La dictadura de Cuba, encabezada por Miguel Díaz-Canel, confirmó este lunes que mantuvo una reunión oficial con una delegación de Estados Unidos en La Habana, en medio del agravamiento de la crisis energética y el endurecimiento del bloqueo petrolero impuesto por Washington desde enero.
El encuentro fue reconocido por Alejandro García del Toro, subdirector general de la Cancillería para asuntos estadounidenses, quien aseguró que la principal prioridad del régimen fue reclamar el fin de las sanciones energéticas. En ese sentido, afirmó: “La eliminación de este bloqueo es fundamental y constituye un castigo colectivo injustificado sobre el pueblo de Cuba”.
Según explicó el funcionario, el intercambio entre ambas partes se desarrolló sin condiciones impuestas ni plazos definidos. “No hubo tono ni planteamiento impositivo alguno, tampoco plazos conminatorios, contrario a lo que se ha dicho por algunos medios de prensa”, sostuvo, y agregó: “El intercambio fue serio y respetuoso”.
Pese a la versión oficial cubana, desde Estados Unidos trascendieron otras condiciones sobre la mesa de negociación. Medios como Axios señalaron que la delegación norteamericana habría solicitado la liberación de presos políticos en un plazo de dos semanas, como gesto inicial para avanzar en el diálogo.
Entre los nombres mencionados figuran los artistas disidentes Luis Manuel Otero Alcántara y Maykel Osorbo. Además, se informó que en las conversaciones participó Raúl Guillermo Rodríguez Castro, señalado como una figura clave en el inicio de los contactos bilaterales.
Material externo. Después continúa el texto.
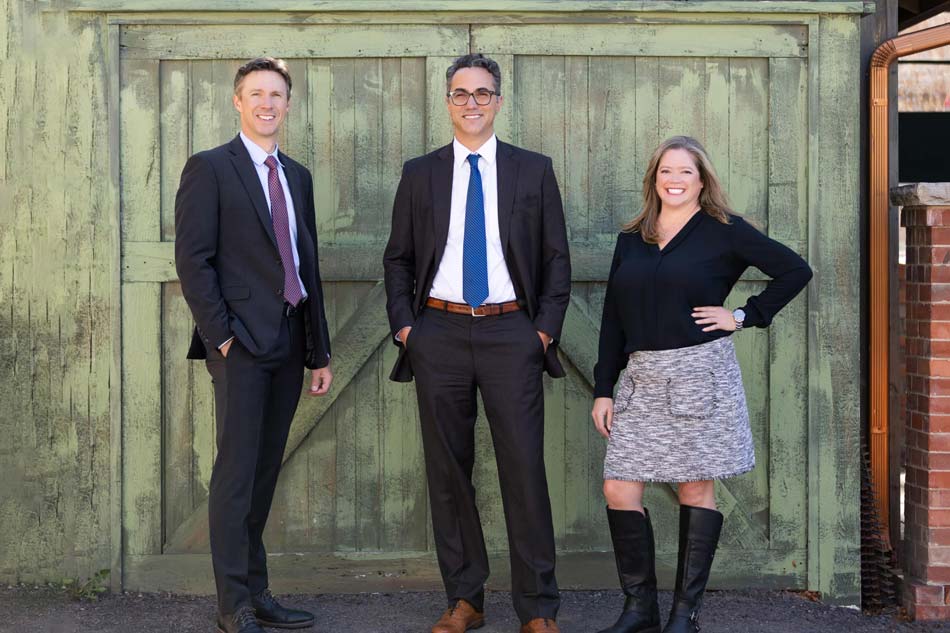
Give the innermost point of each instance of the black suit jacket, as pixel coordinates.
(227, 258)
(533, 237)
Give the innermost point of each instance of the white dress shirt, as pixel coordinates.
(258, 156)
(447, 284)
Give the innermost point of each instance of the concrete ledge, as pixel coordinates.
(921, 194)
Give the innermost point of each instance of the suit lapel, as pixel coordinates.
(252, 184)
(304, 246)
(442, 199)
(507, 175)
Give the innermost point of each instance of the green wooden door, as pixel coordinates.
(351, 508)
(599, 100)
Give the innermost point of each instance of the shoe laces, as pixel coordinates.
(267, 599)
(245, 616)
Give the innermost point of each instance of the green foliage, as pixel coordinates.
(87, 590)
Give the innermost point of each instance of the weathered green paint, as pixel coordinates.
(570, 6)
(112, 466)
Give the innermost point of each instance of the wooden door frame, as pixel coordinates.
(833, 554)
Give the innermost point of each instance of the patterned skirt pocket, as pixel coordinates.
(624, 393)
(692, 395)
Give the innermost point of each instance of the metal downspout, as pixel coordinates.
(881, 61)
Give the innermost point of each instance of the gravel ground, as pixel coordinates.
(45, 610)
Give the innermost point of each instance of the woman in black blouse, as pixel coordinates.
(680, 413)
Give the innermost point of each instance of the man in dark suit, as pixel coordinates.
(246, 254)
(478, 279)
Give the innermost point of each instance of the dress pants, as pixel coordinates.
(502, 357)
(255, 401)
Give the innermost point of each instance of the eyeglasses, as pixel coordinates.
(460, 97)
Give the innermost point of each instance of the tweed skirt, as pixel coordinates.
(681, 415)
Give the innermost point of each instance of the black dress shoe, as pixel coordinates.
(241, 621)
(270, 613)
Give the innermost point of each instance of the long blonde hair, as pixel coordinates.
(712, 198)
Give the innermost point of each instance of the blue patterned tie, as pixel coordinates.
(474, 256)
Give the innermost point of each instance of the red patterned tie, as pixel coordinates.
(278, 214)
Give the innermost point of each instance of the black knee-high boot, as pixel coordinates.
(634, 550)
(699, 536)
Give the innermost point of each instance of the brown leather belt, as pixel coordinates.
(487, 309)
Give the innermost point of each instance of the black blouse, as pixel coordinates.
(651, 292)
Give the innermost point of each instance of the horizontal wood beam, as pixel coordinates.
(659, 40)
(155, 262)
(226, 41)
(503, 6)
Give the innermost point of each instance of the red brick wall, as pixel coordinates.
(927, 440)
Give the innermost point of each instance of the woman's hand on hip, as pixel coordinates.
(714, 318)
(603, 414)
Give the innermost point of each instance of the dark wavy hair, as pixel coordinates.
(712, 198)
(474, 60)
(262, 63)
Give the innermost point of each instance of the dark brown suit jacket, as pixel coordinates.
(533, 237)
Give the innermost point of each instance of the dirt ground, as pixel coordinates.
(44, 610)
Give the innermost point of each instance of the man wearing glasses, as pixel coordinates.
(478, 279)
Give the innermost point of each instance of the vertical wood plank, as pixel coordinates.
(575, 176)
(788, 391)
(506, 121)
(438, 123)
(141, 313)
(325, 194)
(527, 80)
(369, 130)
(178, 469)
(405, 497)
(682, 83)
(647, 118)
(343, 114)
(716, 113)
(295, 139)
(214, 121)
(748, 138)
(834, 297)
(175, 136)
(412, 112)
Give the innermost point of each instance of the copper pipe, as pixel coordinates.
(881, 61)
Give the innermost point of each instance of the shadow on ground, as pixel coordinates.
(43, 610)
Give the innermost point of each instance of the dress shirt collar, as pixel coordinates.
(486, 151)
(258, 155)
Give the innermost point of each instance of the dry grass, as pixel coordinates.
(925, 87)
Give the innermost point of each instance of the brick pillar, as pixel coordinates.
(926, 216)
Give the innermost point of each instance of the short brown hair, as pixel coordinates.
(474, 60)
(262, 63)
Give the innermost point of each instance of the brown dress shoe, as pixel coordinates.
(540, 625)
(460, 618)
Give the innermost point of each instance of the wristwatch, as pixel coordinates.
(739, 315)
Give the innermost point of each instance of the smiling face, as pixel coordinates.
(474, 124)
(677, 181)
(263, 102)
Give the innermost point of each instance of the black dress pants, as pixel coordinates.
(452, 355)
(255, 401)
El diálogo se produce en un contexto crítico para la isla, marcado por el endurecimiento del embargo energético tras la captura del líder venezolano Nicolás Maduro en Caracas, lo que dejó a Cuba sin su principal proveedor de crudo.
Actualmente, el país produce solo el 40% del combustible que necesita, lo que provocó apagones masivos, racionamiento de gasolina y una fuerte paralización de actividades productivas y de transporte.

En los últimos meses, la isla atravesó la peor escasez de combustible en décadas, con un leve alivio a fines de marzo tras la llegada de un carguero ruso. Sin embargo, los cortes eléctricos y el desabastecimiento persisten, incrementando la tensión social.
Desde el régimen insisten en que las sanciones también afectan a terceros países. “Es un acto de coerción económica”, afirmó García del Toro, al referirse a las restricciones que desalientan la exportación de combustible hacia Cuba.
Si bien no se brindaron detalles específicos sobre la agenda, el funcionario cubano reconoció que durante la reunión se abordaron temas de interés mutuo, aunque persisten profundas diferencias en derechos humanos y política interna. Según las versiones difundidas, Estados Unidos también habría planteado reformas económicas y la posible habilitación de servicios de internet satelital en la isla.
Hasta el momento, ni La Habana ni Washington informaron resultados concretos ni confirmaron la continuidad de las conversaciones. El encuentro, sin embargo, representa el primer reconocimiento público de contactos directos en medio del recrudecimiento de la crisis.